RAT: Reference-Augmented Training for ASV Anti-Spoofing
Pith reviewed 2026-06-27 11:40 UTC · model grok-4.3
The pith
Training anti-spoofing detectors with speaker reference recordings improves performance even when the reference is absent or ignored at inference.
A machine-rendered reading of the paper's core claim, the machinery that carries it, and where it could break.
Core claim
Conditioning a spoofing countermeasure on speaker-reference recordings during training causes the optimization to rapidly diminish the reference contributions, yielding a detector whose inference is largely independent of the reference channel yet still benefits from the invariance induced by reference-augmented training.
What carries the argument
Reference-Augmented Training (RAT), the strategy of supplying speaker-reference recordings as an additional input channel only during training.
If this is right
- A single detector trained under RAT surpasses large ensemble systems on the ASVspoof 5 benchmark.
- Detection accuracy remains high when the reference input is replaced by a zero vector at inference.

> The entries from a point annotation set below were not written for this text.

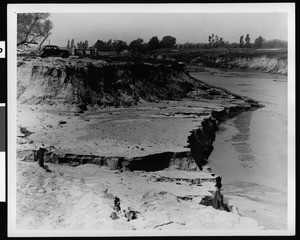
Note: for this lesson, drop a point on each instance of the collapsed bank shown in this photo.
(82, 86)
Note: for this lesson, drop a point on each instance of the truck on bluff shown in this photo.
(52, 50)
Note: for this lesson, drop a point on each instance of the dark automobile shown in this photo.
(52, 50)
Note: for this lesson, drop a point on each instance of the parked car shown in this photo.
(52, 50)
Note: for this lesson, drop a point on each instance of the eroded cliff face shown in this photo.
(261, 63)
(85, 82)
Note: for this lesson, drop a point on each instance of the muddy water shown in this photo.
(250, 151)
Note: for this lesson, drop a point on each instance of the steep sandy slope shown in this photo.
(72, 196)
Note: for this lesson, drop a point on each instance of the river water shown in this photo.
(250, 150)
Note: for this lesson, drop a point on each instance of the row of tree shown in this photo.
(136, 46)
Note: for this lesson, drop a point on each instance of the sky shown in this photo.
(185, 27)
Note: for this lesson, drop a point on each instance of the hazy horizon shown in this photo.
(185, 27)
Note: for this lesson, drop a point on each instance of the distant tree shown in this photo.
(247, 39)
(259, 42)
(119, 45)
(154, 43)
(48, 25)
(137, 46)
(215, 41)
(242, 43)
(109, 45)
(100, 45)
(32, 28)
(167, 42)
(275, 43)
(86, 44)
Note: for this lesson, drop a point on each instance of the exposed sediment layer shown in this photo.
(165, 187)
(261, 63)
(200, 144)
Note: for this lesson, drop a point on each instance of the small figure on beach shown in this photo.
(218, 183)
(117, 203)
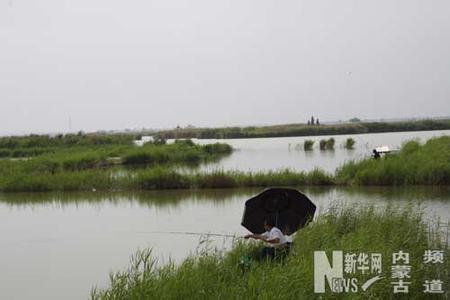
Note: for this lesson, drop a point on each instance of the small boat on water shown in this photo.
(383, 149)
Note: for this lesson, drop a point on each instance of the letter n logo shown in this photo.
(323, 269)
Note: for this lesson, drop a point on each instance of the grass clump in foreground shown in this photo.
(414, 164)
(217, 275)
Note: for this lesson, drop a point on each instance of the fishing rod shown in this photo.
(187, 233)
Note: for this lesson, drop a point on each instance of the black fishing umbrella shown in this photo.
(289, 208)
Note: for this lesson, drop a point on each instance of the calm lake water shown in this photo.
(58, 246)
(277, 153)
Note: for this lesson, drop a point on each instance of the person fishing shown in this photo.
(273, 237)
(376, 154)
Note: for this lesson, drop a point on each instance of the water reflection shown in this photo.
(59, 245)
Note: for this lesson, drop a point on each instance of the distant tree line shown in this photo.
(303, 129)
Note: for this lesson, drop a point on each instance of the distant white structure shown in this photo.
(143, 140)
(383, 149)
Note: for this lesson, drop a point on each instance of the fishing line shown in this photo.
(187, 233)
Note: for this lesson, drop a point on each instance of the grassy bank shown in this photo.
(427, 164)
(156, 179)
(415, 164)
(216, 275)
(303, 129)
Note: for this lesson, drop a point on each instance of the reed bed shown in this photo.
(214, 274)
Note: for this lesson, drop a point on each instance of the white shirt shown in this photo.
(275, 233)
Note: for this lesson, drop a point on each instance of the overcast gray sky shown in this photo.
(109, 64)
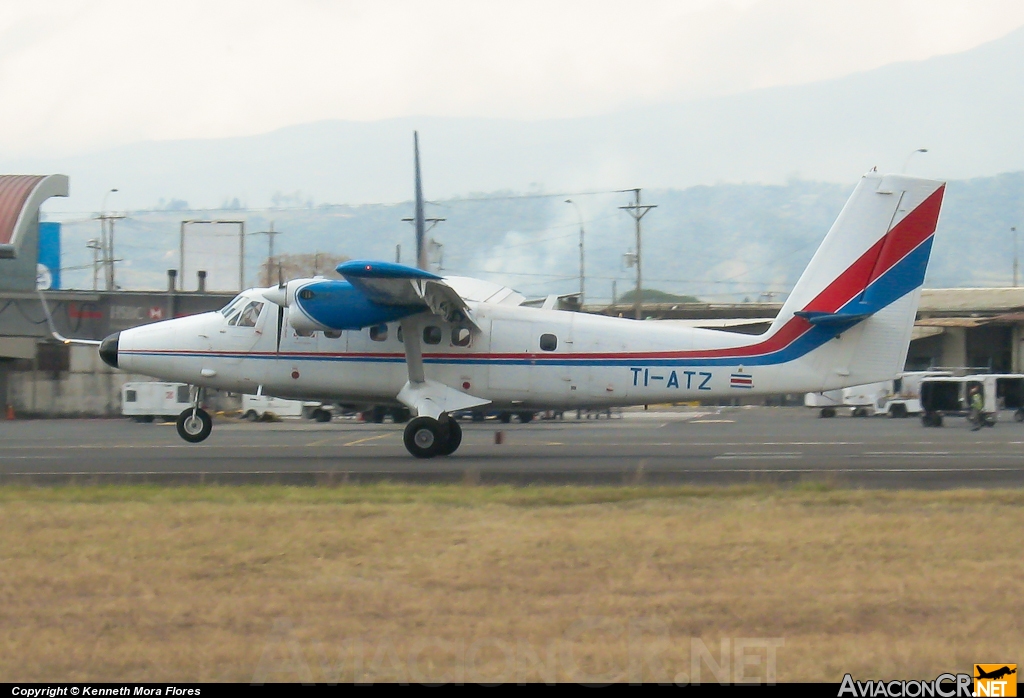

- The optimization process quickly reduces dependence on the reference channel.
- The same invariance benefit appears even when the reference recording is mismatched or absent during testing.
Where Pith is reading between the lines
- Reference signals supplied only at training time may act as a form of regularization that encourages robustness to spoofing artifacts.
- The approach could be tested on other audio classification tasks where auxiliary conditioning during training improves generalization without added inference cost.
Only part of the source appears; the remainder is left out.